Homenaje a Amábilis Cordero y Fredy Reyna en la Biblioteca Nacional

Foto: Adianez Gutiérrez

Este lunes 03 de abril del presente año, se llevó a cabo en la sala del Archivo Audiovisual ubicado en el nivel AP3 del Cuerpo de Servicios del Instituto Autónomo Biblioteca Nacional y de Servicios de Bibliotecas IABNSB, una exposición documental y proyección de piezas audiovisuales con la finalidad de celebrar los 66 años de la primera escuela de cine venezolano, a manos del laureado director Amábilis Cordero y de conmemorar el centenario del nacimiento del reconocido músico y cuatrista, Fredy Reyna.

Texto: Prensa IABNSB (Renny Marrero)

Ignacio Barreto, director del Archivo Audiovisual ofreció las palabras de presentación de la exposición documental, en que se muestra variado material fotográfico alusivo a la obra cinematográfica de Amábilis Cordero, poeta, fotógrafo y músico larense, quien en 1951 fundó la primera escuela de cine en Venezuela en los antiguos estudios Lara, ubicados en Barquisimeto.

Otro material de gran valor, lo representa el guión original “El ramito de nogal”, pieza audiovisual escrita y dirigida por Amábilis Cordero en julio de 1953; esta muestra está conformada por los equipos de grabación y fotografía que pertenecieron a Cordero y que, hoy son resguardados como piezas museísticas en esta sala.

”No se puede hablar de cine en Venezuela, sin mencionar la incansable labor de Amábilis Cordero, cuyo empeño le llevó a fundar la primera escuela de cine apostando por lo hecho en casa, esto le convirtió en un pionero del cine venezolano”, destacó Ignacio Barreto al ofrecer una breve referencia biográfica del cineasta homenajeado, oriundo de Barquisimeto, tierra que le vio nacer algún impreciso día de 1892, en la población de Duaca, cuyo interés por el audiovisual le llevó a la compra de varios equipos fotográficos en el exterior, con los que filmaría sus primeras películas.

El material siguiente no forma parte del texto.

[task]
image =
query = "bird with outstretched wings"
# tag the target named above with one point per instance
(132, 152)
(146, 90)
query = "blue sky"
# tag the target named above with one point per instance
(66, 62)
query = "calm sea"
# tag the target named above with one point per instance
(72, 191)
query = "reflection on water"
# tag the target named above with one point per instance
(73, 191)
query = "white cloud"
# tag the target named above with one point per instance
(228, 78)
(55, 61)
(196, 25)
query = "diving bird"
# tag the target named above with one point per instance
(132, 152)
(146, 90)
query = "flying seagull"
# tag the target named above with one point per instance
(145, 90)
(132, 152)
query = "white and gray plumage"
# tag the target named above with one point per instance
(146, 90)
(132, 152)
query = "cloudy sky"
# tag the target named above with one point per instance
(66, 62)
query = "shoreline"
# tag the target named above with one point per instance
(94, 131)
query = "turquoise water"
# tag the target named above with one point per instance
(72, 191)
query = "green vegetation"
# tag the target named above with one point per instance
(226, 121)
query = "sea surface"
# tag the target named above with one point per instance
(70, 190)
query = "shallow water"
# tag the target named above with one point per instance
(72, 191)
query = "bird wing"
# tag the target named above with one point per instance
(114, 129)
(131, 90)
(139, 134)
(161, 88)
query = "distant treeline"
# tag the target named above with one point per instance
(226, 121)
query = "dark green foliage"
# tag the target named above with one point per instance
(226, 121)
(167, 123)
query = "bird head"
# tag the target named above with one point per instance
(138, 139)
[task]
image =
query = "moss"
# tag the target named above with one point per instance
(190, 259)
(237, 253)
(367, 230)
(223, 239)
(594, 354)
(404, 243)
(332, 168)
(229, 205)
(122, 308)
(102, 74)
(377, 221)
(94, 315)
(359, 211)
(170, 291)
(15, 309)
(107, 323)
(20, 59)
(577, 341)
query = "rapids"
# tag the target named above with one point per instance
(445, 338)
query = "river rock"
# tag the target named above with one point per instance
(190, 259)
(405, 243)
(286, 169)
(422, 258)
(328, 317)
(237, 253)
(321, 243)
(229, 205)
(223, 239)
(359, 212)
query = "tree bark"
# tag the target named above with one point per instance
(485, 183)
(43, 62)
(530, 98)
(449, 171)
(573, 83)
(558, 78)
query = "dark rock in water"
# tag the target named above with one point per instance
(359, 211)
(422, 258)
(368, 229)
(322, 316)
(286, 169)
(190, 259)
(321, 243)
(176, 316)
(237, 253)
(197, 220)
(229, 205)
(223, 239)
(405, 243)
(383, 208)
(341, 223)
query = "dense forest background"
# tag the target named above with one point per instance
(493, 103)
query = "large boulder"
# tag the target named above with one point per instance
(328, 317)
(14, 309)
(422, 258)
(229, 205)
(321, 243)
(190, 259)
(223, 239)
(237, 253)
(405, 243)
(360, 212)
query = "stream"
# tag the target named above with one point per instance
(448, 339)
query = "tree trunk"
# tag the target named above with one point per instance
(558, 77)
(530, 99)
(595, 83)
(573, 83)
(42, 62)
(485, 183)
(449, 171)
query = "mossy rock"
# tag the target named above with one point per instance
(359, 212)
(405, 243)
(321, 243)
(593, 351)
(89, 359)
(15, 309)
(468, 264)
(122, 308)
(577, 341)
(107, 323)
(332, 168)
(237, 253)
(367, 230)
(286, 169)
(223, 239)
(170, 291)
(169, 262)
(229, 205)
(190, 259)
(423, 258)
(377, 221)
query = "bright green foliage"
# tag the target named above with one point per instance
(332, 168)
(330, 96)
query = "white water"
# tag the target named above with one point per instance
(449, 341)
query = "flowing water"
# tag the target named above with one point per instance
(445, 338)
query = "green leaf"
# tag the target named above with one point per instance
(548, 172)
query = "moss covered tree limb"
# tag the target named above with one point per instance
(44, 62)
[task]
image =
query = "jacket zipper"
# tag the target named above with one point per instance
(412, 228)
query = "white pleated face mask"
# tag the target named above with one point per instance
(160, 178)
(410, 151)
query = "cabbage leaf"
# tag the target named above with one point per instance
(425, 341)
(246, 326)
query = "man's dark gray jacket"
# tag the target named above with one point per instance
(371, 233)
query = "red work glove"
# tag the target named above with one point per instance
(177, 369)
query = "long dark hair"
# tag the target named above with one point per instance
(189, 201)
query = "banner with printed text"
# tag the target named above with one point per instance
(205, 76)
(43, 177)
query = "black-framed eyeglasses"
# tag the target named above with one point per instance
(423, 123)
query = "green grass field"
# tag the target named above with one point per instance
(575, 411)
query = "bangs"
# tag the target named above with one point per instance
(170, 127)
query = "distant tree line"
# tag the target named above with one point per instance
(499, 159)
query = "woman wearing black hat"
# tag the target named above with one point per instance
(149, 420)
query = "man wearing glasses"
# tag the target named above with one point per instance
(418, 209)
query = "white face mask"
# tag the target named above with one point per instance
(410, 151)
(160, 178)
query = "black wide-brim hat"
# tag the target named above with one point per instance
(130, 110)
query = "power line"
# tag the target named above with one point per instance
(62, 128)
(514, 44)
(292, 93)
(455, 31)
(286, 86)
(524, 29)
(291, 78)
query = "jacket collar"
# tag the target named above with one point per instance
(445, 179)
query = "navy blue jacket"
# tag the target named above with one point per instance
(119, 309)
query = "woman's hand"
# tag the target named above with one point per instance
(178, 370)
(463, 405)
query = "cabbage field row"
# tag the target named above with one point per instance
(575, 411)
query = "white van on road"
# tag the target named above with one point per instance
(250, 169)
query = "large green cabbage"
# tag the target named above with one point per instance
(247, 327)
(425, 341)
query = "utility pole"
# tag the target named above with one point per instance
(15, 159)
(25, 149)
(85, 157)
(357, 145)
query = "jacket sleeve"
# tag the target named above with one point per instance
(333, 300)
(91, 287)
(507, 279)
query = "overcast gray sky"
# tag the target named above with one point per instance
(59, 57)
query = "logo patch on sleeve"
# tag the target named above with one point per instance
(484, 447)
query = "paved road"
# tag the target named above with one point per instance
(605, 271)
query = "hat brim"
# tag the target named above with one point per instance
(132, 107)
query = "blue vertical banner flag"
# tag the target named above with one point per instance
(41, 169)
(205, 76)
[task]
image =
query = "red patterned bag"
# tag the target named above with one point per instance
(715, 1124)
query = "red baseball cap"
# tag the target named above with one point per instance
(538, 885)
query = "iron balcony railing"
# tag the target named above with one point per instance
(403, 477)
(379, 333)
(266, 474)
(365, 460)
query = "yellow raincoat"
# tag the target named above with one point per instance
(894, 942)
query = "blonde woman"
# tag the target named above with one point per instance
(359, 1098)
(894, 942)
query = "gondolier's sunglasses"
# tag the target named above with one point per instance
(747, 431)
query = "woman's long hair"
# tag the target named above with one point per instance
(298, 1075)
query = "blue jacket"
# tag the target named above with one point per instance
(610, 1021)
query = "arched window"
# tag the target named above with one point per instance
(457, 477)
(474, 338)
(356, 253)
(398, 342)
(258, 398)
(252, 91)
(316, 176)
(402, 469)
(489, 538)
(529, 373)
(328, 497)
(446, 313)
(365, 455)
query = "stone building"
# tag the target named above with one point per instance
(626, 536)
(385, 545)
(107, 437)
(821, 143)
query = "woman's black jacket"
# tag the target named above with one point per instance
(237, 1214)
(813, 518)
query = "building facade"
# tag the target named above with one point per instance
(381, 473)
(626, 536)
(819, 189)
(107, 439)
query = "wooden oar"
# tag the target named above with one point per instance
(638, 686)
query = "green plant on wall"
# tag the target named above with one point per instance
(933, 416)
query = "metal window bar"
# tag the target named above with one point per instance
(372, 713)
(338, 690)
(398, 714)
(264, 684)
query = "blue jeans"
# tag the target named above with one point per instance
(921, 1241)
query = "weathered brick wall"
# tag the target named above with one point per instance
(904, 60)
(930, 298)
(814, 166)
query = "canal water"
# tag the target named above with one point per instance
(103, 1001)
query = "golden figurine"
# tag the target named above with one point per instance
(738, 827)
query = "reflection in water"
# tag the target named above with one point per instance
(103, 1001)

”Cordero se inició en la fotografía en la década de 1920, para 1926 instalaría un estudio fotográfico en Barquisimeto y en 1928 realiza su primera película: Los Milagros de la Divina Pastora. Diseña y comienza la construcción de la sede de la empresa Estudios Cinematográficos Lara, que logra instalar en 1951, más tarde, estrenaría Alma Llanera película (1932), guión de Luis Peraza y cuyo largometraje se estrenó finalmente en junio de 1965; su producción estuvo siempre orientada a reflejar las costumbres venezolanas y entretener sanamente, desempeñó diversas labores en el mundo audiovisual, hasta el momento de su muerte en Barquisimeto en 1974”, continuó explicando Barreto invitando al público a recorrer la exposición.

De igual manera, se invitó al público a participar de la proyección de una serie de materiales audiovisuales sobre la vida y obra musical del músico Fredy Reyna, de quien se cumple el centenario de nacimiento.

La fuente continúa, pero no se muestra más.